Current Institutional Affiliation
Assistant Professor, International Affairs, University Of Georgia

Award Information

International Dissertation Research Fellowship 2009
Institutional Affiliation (at time of award):
Political Science, Yale University
Women’s Activism in Religious Political Movements: A Study of Four Movements in Israel and the West Bank

For feminist scholars, the participation of women in socially conservative religious-political movements presents two main puzzles. First, why do women participate, often in large numbers, in the promotion of social agendas aimed at limiting their rights (such as laws that disadvantage women in inheritance, divorce, and child custody) and space of action (through notions that women's primary responsibility is to the home and that they are less fit to serve as political leaders)? Second, women in these movements present a particular challenge to the movements' ideology. On the one hand, the movement and its participants' articulated commitment is to a so-called natural sexual division of labor whereby women tend to reproductive and domestic work in the private sphere and men to political leadership in the public sphere.
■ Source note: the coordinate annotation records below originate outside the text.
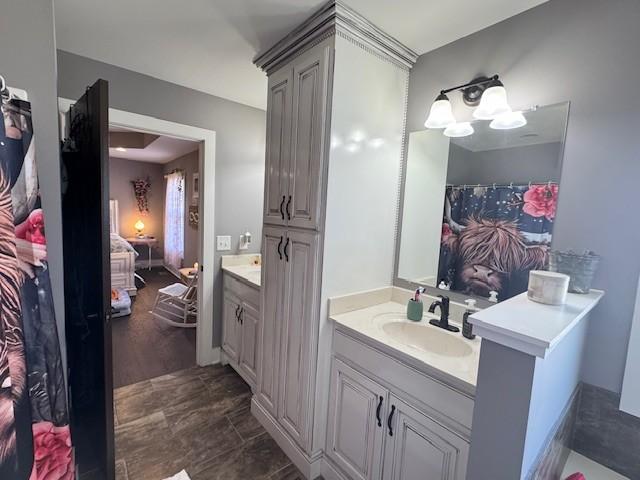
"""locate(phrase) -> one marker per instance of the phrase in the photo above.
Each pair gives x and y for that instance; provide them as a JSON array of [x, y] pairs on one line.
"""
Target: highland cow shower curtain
[[492, 236], [35, 442]]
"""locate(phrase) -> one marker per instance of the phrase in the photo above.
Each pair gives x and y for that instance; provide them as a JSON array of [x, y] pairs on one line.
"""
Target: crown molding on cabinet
[[333, 18]]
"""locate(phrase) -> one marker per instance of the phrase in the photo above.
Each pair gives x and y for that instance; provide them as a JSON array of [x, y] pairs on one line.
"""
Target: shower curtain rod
[[496, 185]]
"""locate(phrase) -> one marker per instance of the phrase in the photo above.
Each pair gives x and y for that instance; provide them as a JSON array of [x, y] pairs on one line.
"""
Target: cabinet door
[[417, 448], [271, 314], [298, 335], [357, 410], [231, 327], [308, 137], [249, 321], [276, 187]]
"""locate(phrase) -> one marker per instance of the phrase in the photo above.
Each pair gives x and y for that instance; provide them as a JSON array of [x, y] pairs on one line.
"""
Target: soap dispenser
[[467, 328], [415, 306]]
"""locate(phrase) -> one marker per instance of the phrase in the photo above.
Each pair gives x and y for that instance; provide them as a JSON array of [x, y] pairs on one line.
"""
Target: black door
[[87, 280]]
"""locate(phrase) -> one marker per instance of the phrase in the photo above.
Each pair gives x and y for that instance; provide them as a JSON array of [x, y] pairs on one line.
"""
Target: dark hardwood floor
[[145, 347], [199, 420]]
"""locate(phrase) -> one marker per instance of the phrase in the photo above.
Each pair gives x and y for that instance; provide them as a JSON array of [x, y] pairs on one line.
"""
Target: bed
[[123, 256]]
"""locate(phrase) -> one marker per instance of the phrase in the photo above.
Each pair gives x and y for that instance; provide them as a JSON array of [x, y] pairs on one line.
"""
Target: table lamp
[[139, 226]]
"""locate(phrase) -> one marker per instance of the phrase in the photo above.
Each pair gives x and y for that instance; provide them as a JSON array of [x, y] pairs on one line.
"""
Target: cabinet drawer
[[450, 407], [242, 290]]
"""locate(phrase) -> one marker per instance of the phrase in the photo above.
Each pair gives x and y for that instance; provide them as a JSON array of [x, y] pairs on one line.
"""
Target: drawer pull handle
[[280, 246], [378, 412], [288, 208], [393, 409], [282, 205]]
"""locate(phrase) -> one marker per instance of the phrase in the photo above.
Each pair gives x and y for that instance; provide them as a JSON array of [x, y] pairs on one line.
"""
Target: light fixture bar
[[472, 83]]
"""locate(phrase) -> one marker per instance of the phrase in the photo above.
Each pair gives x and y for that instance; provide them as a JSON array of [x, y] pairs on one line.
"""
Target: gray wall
[[190, 164], [240, 142], [520, 165], [28, 61], [121, 173], [585, 51]]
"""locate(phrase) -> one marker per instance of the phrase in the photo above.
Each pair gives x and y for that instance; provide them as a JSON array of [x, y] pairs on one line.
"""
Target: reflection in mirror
[[479, 210]]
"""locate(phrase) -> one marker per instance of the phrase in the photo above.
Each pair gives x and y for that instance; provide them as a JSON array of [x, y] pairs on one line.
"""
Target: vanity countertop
[[532, 327], [453, 362], [246, 268]]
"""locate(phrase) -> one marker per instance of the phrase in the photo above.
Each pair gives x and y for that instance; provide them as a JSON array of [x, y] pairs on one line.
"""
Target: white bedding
[[123, 264]]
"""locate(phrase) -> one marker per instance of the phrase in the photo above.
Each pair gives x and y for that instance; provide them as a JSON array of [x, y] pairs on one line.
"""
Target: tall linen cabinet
[[336, 108]]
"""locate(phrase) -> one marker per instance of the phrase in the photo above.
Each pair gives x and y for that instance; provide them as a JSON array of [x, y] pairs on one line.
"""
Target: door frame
[[206, 354]]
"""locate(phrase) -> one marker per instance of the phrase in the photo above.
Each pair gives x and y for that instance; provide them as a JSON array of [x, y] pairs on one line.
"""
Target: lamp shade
[[440, 115], [509, 120], [462, 129], [493, 102]]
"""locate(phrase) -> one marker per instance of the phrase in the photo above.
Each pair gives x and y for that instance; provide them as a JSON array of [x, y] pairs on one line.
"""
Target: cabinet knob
[[390, 419], [282, 205], [378, 412], [280, 246], [288, 208], [286, 249]]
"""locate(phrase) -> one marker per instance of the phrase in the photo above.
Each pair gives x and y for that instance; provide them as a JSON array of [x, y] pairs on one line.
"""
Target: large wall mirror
[[478, 211]]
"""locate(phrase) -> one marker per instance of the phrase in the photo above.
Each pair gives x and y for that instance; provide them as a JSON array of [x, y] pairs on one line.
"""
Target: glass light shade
[[462, 129], [139, 226], [509, 120], [440, 115], [493, 103]]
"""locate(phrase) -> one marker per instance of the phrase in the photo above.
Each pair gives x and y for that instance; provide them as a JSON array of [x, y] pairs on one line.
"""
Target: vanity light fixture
[[440, 115], [490, 96], [493, 101]]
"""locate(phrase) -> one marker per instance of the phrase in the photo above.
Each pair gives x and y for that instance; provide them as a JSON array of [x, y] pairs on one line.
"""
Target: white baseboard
[[330, 471], [311, 468], [209, 357]]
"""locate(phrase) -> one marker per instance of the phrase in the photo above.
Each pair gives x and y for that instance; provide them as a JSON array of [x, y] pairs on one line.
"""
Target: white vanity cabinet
[[241, 318], [375, 430], [417, 447], [296, 116], [289, 316], [231, 335], [356, 429], [319, 91]]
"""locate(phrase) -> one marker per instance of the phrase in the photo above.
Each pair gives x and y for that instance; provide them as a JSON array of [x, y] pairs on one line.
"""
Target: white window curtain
[[174, 221]]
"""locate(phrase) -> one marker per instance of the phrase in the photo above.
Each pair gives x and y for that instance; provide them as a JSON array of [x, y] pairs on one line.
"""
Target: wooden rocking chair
[[177, 304]]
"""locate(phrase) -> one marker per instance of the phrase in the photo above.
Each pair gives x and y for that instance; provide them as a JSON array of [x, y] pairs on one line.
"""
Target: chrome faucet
[[443, 304]]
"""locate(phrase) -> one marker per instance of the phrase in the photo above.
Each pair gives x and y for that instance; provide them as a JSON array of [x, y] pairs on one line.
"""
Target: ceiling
[[157, 149], [208, 45], [544, 125]]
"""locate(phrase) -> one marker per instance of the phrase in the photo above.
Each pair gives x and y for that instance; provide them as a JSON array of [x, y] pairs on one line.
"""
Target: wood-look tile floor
[[197, 419], [145, 347]]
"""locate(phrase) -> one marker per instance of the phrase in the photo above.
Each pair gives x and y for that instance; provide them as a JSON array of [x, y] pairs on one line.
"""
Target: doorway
[[153, 189], [206, 354]]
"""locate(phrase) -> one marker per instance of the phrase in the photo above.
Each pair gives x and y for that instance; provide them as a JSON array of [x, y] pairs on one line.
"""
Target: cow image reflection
[[492, 238]]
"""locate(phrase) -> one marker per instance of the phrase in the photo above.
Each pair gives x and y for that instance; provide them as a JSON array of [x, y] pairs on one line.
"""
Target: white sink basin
[[427, 338]]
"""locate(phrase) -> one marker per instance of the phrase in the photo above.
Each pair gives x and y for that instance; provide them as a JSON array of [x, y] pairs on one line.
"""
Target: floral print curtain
[[174, 221], [35, 441], [492, 236]]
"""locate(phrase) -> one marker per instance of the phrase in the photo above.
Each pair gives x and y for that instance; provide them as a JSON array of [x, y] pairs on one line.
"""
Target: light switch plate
[[223, 243]]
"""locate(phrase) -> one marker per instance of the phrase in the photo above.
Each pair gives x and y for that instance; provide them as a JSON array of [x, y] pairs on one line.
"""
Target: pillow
[[120, 245]]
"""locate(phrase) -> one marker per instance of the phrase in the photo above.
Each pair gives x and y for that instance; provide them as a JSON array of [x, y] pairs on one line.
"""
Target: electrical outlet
[[223, 242]]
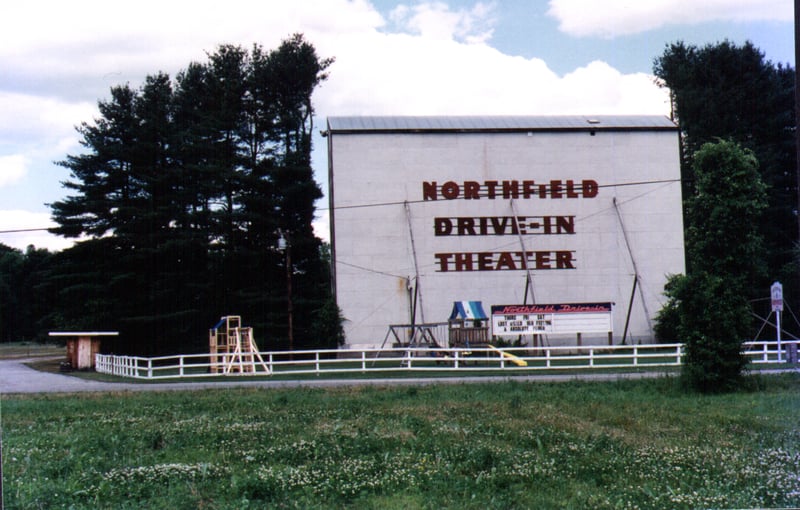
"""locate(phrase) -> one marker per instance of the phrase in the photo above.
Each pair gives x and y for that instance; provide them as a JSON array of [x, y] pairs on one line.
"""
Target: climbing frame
[[232, 348]]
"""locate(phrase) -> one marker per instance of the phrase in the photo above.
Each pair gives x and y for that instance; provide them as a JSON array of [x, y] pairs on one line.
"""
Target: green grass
[[628, 444]]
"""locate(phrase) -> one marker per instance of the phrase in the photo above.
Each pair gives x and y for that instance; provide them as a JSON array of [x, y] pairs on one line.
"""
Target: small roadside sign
[[776, 291]]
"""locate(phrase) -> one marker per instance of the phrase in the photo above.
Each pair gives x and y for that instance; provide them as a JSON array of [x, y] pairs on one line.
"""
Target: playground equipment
[[234, 347]]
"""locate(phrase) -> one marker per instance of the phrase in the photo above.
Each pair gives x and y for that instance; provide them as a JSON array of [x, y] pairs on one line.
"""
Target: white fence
[[376, 361]]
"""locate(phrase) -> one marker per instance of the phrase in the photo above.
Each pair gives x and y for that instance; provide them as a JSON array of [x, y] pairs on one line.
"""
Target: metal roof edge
[[496, 124]]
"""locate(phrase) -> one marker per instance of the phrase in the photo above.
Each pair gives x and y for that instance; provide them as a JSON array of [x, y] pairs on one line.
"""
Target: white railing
[[516, 359]]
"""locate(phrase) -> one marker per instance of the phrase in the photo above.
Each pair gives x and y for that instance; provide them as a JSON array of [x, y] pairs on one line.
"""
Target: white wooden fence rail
[[516, 359]]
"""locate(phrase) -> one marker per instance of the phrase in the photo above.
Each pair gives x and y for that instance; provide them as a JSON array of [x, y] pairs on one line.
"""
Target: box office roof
[[498, 124]]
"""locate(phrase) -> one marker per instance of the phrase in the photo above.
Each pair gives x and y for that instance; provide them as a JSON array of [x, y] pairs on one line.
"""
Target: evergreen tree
[[182, 192]]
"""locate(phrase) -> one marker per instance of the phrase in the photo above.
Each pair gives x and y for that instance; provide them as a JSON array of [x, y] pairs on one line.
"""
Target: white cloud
[[436, 20], [427, 59], [12, 169], [22, 220], [398, 74], [613, 18]]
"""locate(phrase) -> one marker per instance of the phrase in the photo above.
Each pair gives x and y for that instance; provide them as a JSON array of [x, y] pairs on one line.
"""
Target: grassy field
[[630, 444]]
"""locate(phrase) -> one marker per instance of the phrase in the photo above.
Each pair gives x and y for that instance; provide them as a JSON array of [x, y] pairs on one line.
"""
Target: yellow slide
[[514, 359]]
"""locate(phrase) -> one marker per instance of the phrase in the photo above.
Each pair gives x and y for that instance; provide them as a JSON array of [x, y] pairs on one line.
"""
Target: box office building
[[428, 211]]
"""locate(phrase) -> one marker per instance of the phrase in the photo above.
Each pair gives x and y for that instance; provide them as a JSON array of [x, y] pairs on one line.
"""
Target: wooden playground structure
[[232, 348]]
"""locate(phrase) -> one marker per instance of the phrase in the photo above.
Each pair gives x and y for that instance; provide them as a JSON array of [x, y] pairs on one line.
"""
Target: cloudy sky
[[393, 57]]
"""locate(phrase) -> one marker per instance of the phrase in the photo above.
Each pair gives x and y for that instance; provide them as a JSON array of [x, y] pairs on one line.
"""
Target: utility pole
[[797, 106], [285, 245]]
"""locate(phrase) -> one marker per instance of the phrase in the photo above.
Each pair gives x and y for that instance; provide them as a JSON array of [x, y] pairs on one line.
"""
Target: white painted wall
[[374, 174]]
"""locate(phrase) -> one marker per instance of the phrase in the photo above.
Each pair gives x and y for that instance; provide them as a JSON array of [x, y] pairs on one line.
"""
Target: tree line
[[177, 203], [185, 185]]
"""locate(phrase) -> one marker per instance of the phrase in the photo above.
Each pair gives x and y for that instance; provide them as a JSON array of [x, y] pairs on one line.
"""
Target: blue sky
[[392, 58]]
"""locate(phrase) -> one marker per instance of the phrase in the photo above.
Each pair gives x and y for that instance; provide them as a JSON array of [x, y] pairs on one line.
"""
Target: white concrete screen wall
[[463, 208]]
On the other hand, the women activists in these movements are often anything but strictly housewives and mothers. Rather, women activists engage in public political activism and at times attain such public visibility and even leadership positions that contradict their professed ideological commitments and their interpretation of the difference between women and men's capacities and religiously sanctioned purpose in life. This dissertation tries to address these two puzzles by focusing on the variation in the forms of women's participation in religious political movements. Through qualitative comparative study of two pairs of religious political movements sharing a religious tradition and a political context, this study examines a hypothesized relationship between the presence or absence of nationalist/communalist ideology within the movement and variation in the forms of women's participation in religious political movements. The first pair is the Jewish settlers' movement in the West Bank and the Israeli Sephardic religious movement Shas. The second pair is the Palestinian Hamas movement and the Palestinian-Israeli Islamic movement.